Très rugueux et abrasif, « Pennyroyal tea » parait aussi pénible qu’un accouchement aux forceps.

Plus fluide, « Radio friendly unit shifter » est l’une des plus belles réussites de l’album avec sa bonne dynamique, son refrain puissant et ses guitares aussi lourdes que distordues.

« Tourette’s » a tout du court titre défoulatoire pour expulser toute sa rage et sa souffrance.

« All » qui conclut l’album est le troisième indiscutable tube de ce disque,  superbe mélodie à faire pleurer les filles , voix cassée de rocker-adolescent écorché vif, puis montée contrôlée dans la puissance électrique jusqu’au refrain asséné comme une récompense.

Pas besoin de plus d’explications, toute la raison du succès de Nirvana s’explique avec un titre comme « All ».

En conclusion, « In utero » ne peut être considéré comme un album du déclin ou d’un prétendu suicide commercial.
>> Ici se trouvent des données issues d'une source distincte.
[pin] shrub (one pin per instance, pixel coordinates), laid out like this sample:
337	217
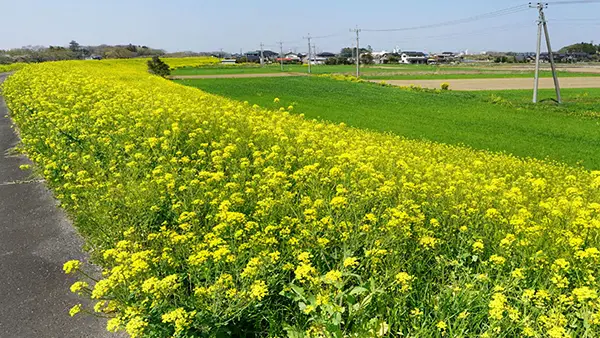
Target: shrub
211	217
157	67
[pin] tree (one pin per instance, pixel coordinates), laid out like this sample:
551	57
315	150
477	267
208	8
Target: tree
366	58
393	58
582	47
157	66
74	46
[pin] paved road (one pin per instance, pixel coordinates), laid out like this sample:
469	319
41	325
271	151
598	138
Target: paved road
500	84
235	76
35	240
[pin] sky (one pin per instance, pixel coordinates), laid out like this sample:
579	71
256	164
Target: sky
234	25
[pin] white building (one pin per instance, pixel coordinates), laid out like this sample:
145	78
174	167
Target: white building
413	58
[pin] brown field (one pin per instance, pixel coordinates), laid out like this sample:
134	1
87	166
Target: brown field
500	84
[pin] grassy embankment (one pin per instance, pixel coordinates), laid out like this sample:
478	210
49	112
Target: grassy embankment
498	121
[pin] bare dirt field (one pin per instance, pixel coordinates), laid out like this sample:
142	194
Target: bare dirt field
570	68
235	76
500	84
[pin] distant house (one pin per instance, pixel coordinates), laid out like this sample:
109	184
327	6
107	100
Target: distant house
268	55
290	58
326	55
318	59
445	57
94	57
381	57
413	58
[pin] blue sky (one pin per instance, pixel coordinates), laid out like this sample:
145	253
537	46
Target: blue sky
201	25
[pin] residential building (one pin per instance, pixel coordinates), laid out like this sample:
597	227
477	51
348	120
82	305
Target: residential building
413	58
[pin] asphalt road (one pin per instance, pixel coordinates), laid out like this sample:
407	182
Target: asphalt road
35	240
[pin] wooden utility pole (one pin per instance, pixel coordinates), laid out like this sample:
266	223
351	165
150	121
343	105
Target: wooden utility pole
543	25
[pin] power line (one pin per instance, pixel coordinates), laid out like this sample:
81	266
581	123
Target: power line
575	2
490	15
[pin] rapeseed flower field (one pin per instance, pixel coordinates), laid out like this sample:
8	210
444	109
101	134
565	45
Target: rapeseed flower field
11	67
212	217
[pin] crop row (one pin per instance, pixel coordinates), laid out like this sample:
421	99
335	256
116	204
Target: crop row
213	217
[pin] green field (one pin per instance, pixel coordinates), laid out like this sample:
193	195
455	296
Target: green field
483	75
498	121
382	72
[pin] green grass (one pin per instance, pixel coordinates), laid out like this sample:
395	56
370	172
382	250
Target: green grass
497	74
322	69
497	121
381	72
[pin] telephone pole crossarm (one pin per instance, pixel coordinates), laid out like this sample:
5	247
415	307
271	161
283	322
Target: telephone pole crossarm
543	26
308	55
357	31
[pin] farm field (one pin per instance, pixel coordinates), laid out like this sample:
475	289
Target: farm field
498	121
385	72
302	213
498	83
448	75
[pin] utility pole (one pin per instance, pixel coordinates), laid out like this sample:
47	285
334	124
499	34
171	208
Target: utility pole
357	31
543	24
308	56
281	54
262	55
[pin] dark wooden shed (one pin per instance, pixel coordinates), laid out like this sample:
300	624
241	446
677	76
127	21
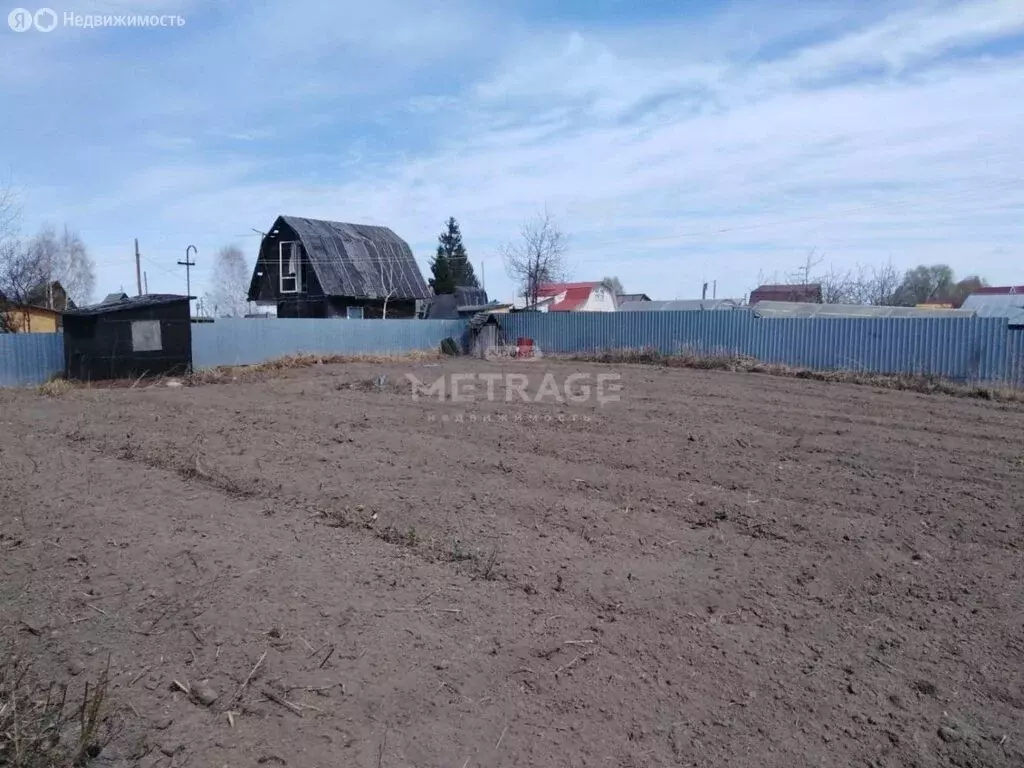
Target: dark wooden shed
128	337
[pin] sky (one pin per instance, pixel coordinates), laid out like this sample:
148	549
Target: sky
674	142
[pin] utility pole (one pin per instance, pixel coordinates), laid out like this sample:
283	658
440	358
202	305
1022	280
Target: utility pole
188	264
138	268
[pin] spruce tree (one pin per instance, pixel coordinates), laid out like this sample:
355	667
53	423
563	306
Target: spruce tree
451	265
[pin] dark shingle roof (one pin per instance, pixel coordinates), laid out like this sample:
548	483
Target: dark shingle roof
348	259
128	302
809	292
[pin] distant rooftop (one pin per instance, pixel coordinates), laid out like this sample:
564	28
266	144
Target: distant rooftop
804	309
680	305
1010	305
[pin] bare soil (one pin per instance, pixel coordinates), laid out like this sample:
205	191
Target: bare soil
720	569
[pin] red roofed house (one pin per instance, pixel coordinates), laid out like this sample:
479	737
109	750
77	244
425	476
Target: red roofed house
573	297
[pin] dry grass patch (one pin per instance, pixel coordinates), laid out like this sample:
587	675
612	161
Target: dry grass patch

Son aspect parfois faussement chaotique ne saurait faire oublier la  terrible puissance rythmique du duo infernal Grohl-Novoselic et les riffs bien trempés de Cobain qui assurent à l’ensemble une cohérence d’acier.

Eléments importants à cette thèse, les trois ou quatre indiscutables hits du disque qui sans avoir l’impact d’un « Smells like teen spirit » suffiront à assurer des excellentes ventes à « In utero ».
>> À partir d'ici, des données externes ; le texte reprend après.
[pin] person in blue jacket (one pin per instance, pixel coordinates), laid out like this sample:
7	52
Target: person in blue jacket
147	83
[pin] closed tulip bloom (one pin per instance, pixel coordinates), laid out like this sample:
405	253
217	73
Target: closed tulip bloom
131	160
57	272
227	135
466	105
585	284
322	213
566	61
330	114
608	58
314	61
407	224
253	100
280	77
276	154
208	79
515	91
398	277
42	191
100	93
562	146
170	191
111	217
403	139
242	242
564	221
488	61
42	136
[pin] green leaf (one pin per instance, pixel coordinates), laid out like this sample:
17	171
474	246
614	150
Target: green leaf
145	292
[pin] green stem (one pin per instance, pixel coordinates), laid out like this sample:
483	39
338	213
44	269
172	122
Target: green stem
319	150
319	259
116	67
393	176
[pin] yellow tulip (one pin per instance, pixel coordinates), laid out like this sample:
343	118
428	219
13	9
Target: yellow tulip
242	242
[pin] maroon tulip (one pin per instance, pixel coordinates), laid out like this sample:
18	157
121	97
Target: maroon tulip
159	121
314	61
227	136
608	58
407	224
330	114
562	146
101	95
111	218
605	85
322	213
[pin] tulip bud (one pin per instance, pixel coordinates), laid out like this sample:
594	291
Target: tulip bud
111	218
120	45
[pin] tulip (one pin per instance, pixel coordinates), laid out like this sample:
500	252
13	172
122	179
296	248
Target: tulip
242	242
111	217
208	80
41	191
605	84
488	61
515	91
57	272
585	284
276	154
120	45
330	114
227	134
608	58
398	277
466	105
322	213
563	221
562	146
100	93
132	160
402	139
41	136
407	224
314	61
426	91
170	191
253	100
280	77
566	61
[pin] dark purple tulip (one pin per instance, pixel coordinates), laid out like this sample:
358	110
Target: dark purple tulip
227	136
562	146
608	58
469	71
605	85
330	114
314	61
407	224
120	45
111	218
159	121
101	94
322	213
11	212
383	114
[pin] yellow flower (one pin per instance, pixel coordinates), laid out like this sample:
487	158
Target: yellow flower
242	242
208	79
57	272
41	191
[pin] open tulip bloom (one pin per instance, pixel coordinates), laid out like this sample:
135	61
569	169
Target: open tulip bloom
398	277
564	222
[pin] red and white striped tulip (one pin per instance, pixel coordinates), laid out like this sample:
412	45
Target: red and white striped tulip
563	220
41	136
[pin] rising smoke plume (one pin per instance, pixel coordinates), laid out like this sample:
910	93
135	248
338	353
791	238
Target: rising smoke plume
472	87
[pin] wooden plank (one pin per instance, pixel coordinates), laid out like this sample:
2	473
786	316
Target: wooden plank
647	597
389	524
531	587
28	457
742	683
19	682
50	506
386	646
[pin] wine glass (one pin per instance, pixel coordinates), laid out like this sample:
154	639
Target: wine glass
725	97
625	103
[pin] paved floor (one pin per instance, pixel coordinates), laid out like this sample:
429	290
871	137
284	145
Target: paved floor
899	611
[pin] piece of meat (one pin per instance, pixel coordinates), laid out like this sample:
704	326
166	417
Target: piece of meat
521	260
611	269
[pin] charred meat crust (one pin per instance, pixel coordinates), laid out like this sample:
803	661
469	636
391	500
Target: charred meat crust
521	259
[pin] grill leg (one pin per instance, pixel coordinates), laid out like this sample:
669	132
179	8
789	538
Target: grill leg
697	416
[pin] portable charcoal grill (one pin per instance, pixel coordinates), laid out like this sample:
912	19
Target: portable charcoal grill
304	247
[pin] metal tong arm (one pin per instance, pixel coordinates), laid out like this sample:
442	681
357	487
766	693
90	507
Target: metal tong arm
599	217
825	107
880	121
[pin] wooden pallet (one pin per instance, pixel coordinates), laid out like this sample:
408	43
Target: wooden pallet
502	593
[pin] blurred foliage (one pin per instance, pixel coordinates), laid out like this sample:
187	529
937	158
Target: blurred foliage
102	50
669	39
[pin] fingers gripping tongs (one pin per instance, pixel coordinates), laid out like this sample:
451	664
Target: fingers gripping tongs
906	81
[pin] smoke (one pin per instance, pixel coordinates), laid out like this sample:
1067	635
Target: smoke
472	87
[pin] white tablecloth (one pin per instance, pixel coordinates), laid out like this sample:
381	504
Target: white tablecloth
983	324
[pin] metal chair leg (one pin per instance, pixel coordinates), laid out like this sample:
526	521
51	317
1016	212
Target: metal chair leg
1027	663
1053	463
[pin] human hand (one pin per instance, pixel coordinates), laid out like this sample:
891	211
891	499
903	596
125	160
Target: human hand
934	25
Alors oui Cobain était sans doute bien fatigué, au bord du précipice puisqu’il se suicidera l’année d’après mais a vrai dire peu de choses le laissent supposer à l’écoute de ce disque.

Aujourd’hui Dave Grohl obtient un succès honorable avec son groupe de rock Foo Fighters montrant qu’il excelle non seulement à la batterie mais aussi à la guitare et au chant.
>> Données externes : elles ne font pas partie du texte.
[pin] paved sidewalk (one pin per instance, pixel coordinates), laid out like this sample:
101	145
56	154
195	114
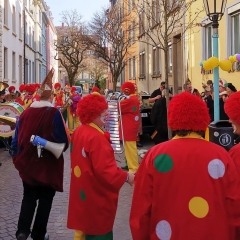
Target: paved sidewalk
11	196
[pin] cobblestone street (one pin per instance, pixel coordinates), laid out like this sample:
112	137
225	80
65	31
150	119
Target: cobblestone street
11	196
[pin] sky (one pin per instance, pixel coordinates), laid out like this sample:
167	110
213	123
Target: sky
85	7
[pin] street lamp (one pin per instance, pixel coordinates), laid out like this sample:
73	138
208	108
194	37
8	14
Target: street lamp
215	10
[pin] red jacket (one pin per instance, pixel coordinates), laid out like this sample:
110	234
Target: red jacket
186	189
130	118
95	182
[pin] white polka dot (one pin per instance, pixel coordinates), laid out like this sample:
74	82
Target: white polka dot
83	153
163	230
216	168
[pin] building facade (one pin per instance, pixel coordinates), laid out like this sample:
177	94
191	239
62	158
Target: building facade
199	45
12	42
24	43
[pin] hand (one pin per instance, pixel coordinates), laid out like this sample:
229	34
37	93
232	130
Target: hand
131	178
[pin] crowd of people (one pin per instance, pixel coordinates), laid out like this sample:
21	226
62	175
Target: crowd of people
184	188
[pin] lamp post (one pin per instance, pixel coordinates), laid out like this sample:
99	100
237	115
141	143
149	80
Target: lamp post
215	10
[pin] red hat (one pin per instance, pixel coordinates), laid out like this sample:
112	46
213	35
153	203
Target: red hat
128	86
45	90
57	85
73	89
90	107
231	107
187	112
22	87
11	88
30	88
37	85
95	89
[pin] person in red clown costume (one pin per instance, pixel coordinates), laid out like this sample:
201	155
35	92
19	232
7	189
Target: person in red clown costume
231	108
12	94
187	187
30	96
95	89
95	177
73	120
58	96
130	111
22	91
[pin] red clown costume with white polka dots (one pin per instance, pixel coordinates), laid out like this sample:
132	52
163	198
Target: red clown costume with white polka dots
95	177
186	188
165	209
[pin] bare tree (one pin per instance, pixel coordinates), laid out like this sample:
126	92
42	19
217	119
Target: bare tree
72	44
113	41
159	19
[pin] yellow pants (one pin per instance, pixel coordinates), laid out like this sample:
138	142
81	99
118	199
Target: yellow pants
78	235
131	155
73	122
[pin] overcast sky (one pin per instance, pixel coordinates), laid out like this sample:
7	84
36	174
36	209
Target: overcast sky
85	7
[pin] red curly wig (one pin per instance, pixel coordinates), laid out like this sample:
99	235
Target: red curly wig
231	107
73	89
30	88
22	87
96	89
130	86
90	107
11	88
37	86
56	85
188	112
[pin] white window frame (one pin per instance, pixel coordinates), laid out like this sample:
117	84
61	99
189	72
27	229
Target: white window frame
5	20
5	59
14	19
170	52
13	66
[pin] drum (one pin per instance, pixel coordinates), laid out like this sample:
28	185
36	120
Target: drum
9	110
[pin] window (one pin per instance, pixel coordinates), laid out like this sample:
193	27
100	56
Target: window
33	72
6	12
170	57
40	75
20	25
5	73
20	69
26	35
30	71
134	68
133	32
155	12
235	34
26	70
156	61
133	3
141	23
208	42
13	66
130	68
14	20
129	36
30	37
142	65
33	43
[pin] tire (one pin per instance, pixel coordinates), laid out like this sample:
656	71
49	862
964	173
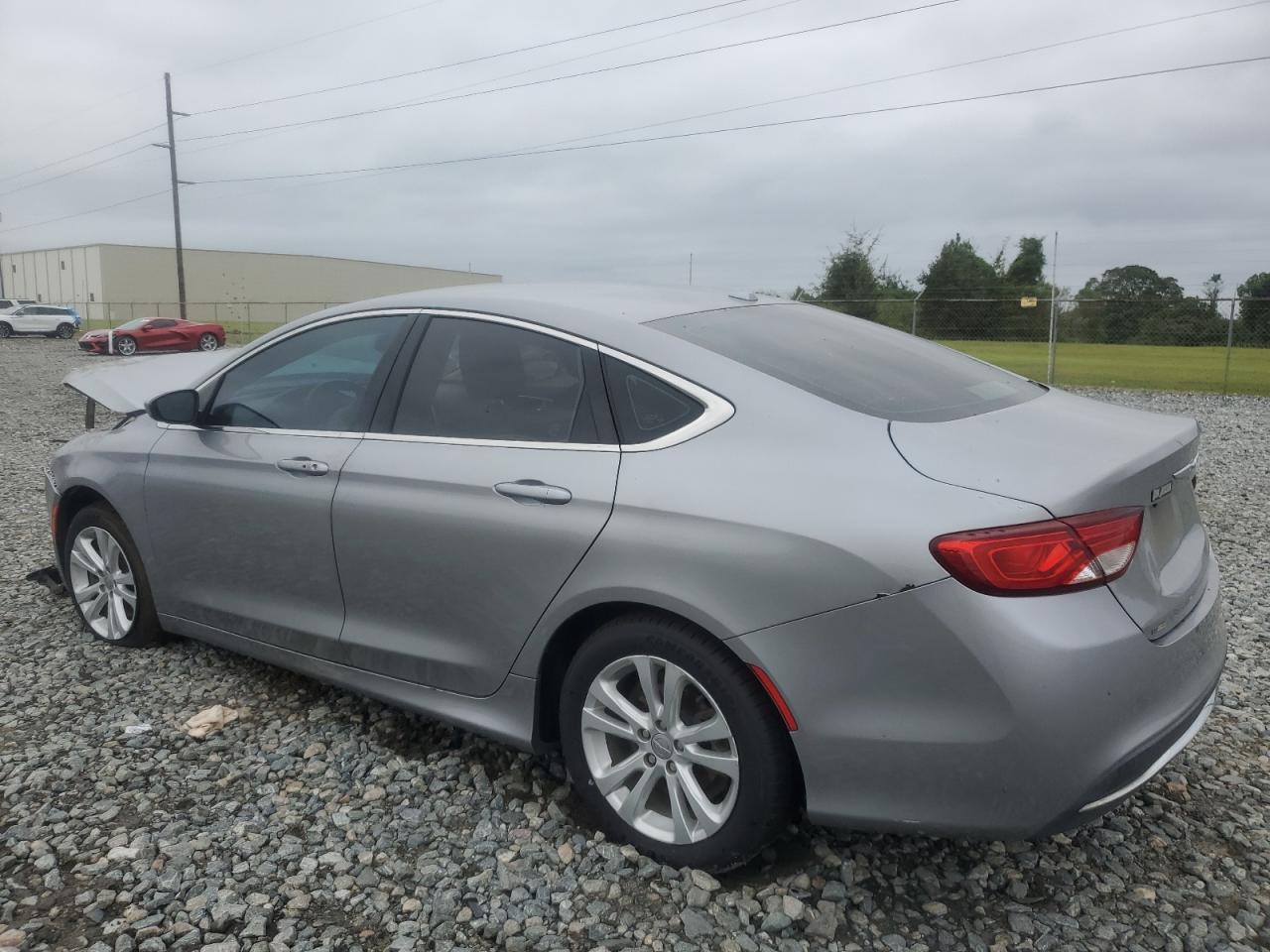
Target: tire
742	807
96	538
Pourtant le plus ahurissant à mes yeux est que les parties guitare/voix furent entièrement laissées à Cobain dans Nirvana ce qui en dit long sur le génie du blondinet dépressif.

Cobain possédait assurément une forme de génie dans le songwritting et dans la mélodie, ensuite les émotions passant dans sa voix d’être humain fracassé par le poids de la vie faisaient le reste.

Le succès phénoménal de ce groupe fut donc en un sens logique et « In utero » est non seulement un très bon album de Nirvana mais dans l’absolu un très bon album de rock.